The First King of Shannara

The forge was lit and the heat brought up. Metals arrived, requisitioned in accordance with Cogline’s formula. Molds were uncovered and brought out for cleaning. Disdaining help, Urprox worked alone in the shadowy, hot interior of the building. Help was not necessary. He had constructed his forge so that winches and pulleys guided by a single hand could move everything required from one comer to the other. As for the inevitable crowds that gathered to see what he was about, they did not intrude as much as he had feared. Instead, they contented themselves simply with watching. There was a rumor given out — from where, it was not certain — that Urprox Screl was firing the furnace not because he was back in business as a smith, but because he had a buyer for the forge who wanted to make certain that it would work as advertised before he laid down his money. The owner, it was whispered, was from the deep Southland, a man who was visiting with his young wife and aged father. They could be seen from time to time at Screl’s side, or by the entry to the forge, or about the streets of the city, coming and going in pursuit of further information concerning their intended acquisition, trying to determine if the purchase they sought was a reasonable one.

For Urprox, the time passed swiftly. His doubts, so strong thai first night, vanished with the unexpected exhilaration he experienced at preparing for the challenge of this unusual firing. No smith living had ever worked with magic in the Four Lands — at least not to anyone’s knowledge — and it was impossible not to be excited by the prospect. He knew in his heart, just as Kinson Ravenlock had acknowledged, that he was the best at his trade, that he had mastered the skill of shaping metal into blades as no one else had. Now he was being asked to go beyond what he had ever attempted, to create a weapon that would be better than his best, and he was enough of a craftsman to appreciate the extent of the confidence being placed in his talent. He still did not know if the blade would accomplish the task that Bremen had set for it, if it would forestall in some way the invasion the old man had warned against, if it could in any way protect against the threat of the Warlock Lord. These were questions for others. For Urprox Screl, there was only the challenge of applying his skills in a way he had never dreamed possible.

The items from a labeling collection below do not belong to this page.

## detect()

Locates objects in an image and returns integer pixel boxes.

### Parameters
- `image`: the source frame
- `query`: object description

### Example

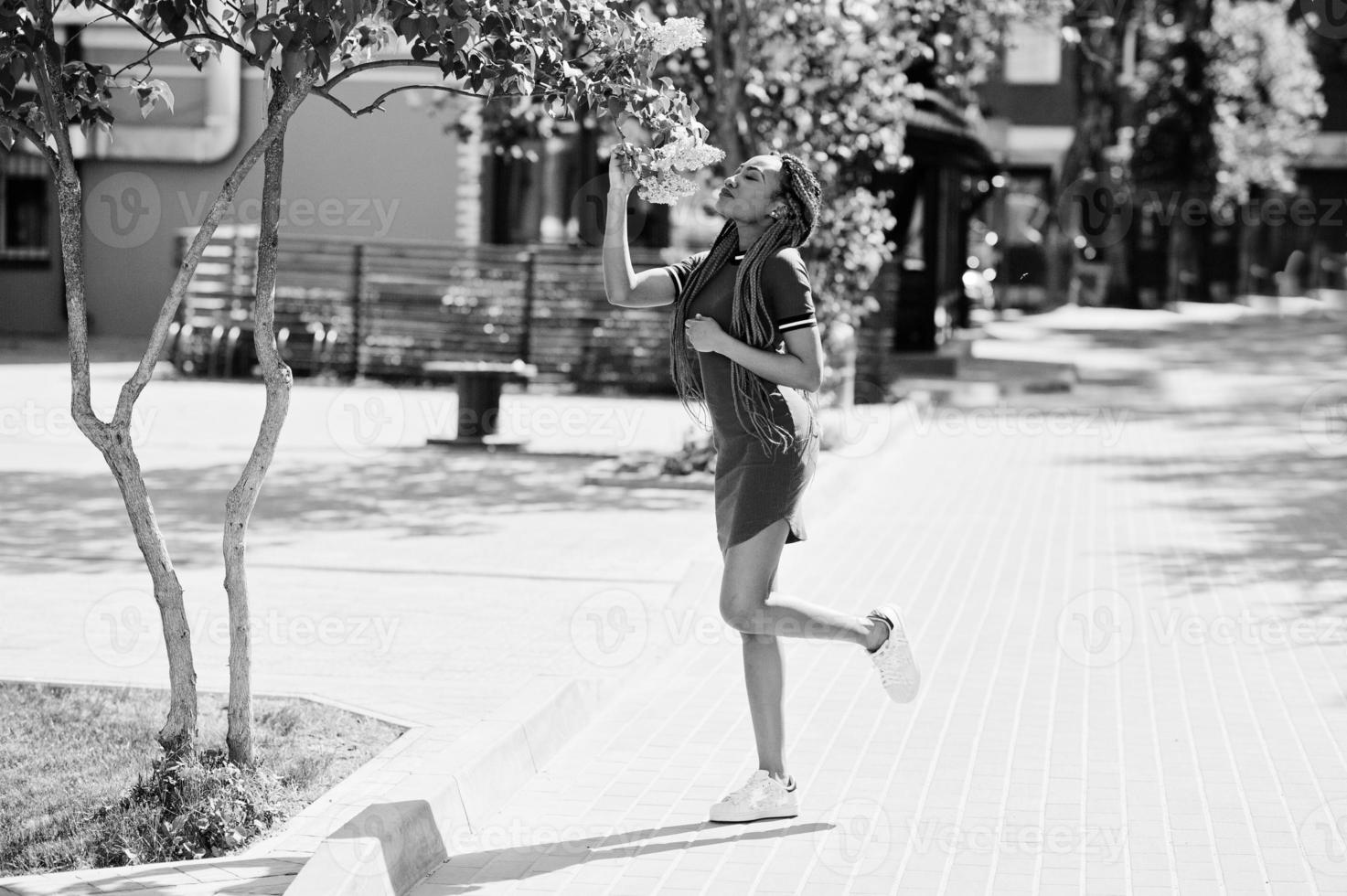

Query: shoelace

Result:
[724,777,772,805]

So wrapped up was he in his preparations that he was two days into them before he remembered that there had been no mention at all of payment — and in the next instant realized that it made no difference, that payment in this case was not important.

He had forgotten nothing in the two years since he had closed down the forge, and it was rewarding to discover that he still knew exactly what to do. He went about his business with confidence and determination, building the heat in the fuel pit, measuring its potency with small tests that melted metals of varying hardness and consistency. Additional fuels and materials that he had requisitioned arrived and were stored. The Druid, the Borderman, and the girl stopped by to study his progress and disappeared again. He did not know where they went when they left him. He did not know how closely they monitored his progress. They spoke to him only occasionally, and then it was the old man who did most of the talking. Now and then he would question his commitment to this task, to his belief in the old man’s tale of the destruction that threatened. But the questions were momentary and fleeting. By now he was like a runaway wagon, rolling ahead with such speed that nothing could slow him. The work itself was all that mattered.

He was surprised at how much he had missed it. The acrid smell of fuel as it was consumed in the flames, the clanging of raw metals on their way to the crucible, the sear of the fire against his skin, the rise of ash and smoke from the furnace chimney — they were old friends come to greet him on his return. It frightened him to think how easily he had abandoned his vow not to go back into his trade. It frightened him even more to think that this time he might not be able to walk away.

On the third night, late into the evening, the three came to him for the last time — the Druid Bremen, the Borderman Kinson Ravenlock, and the girl whose name he never did learn. The forge was ready, and they seemed to know this without being told, arriving after sunset and greeting him in a manner that indicated they had come to witness the fulfillment of his promise. The metals they needed for the firing were laid out, the molds set open and ready for the pour, and the winches, pulleys, chains, and crucibles that would guide the raw material through the various stages of preparation carefully set in place. Urprox knew the old man’s formula by heart. Everything was ready.

They sat together for a time in the shadows of the forge, waiting for the city to quiet and its people to sleep, letting the heat wash over them and the night draw on. They spoke little, listening to the sounds, lost in their separate thoughts. The populace of the city churned and bustled like waves washing against the rocks of some distant shore, always just out of sight. Midnight approached, and the crowds drifted to the ale houses and pleasure dens, and the streets began to clear.

The old man rose then and took Urprox Screl’s hand in his own and held it. “You must do your best work this night,” he advised firmly. “You must, if we are to succeed.”

The smith nodded. He was stripped to the waist and his muscles glistened with sweat. “I will do what is needed. Don’t you forget to do the same.”

Bremen smiled at the rejoinder, the seams of his aged face etched deep by the light that seeped from the furnace, back where the fires flared through cracks in the bin door. “You’re not afraid of this at all, are you?”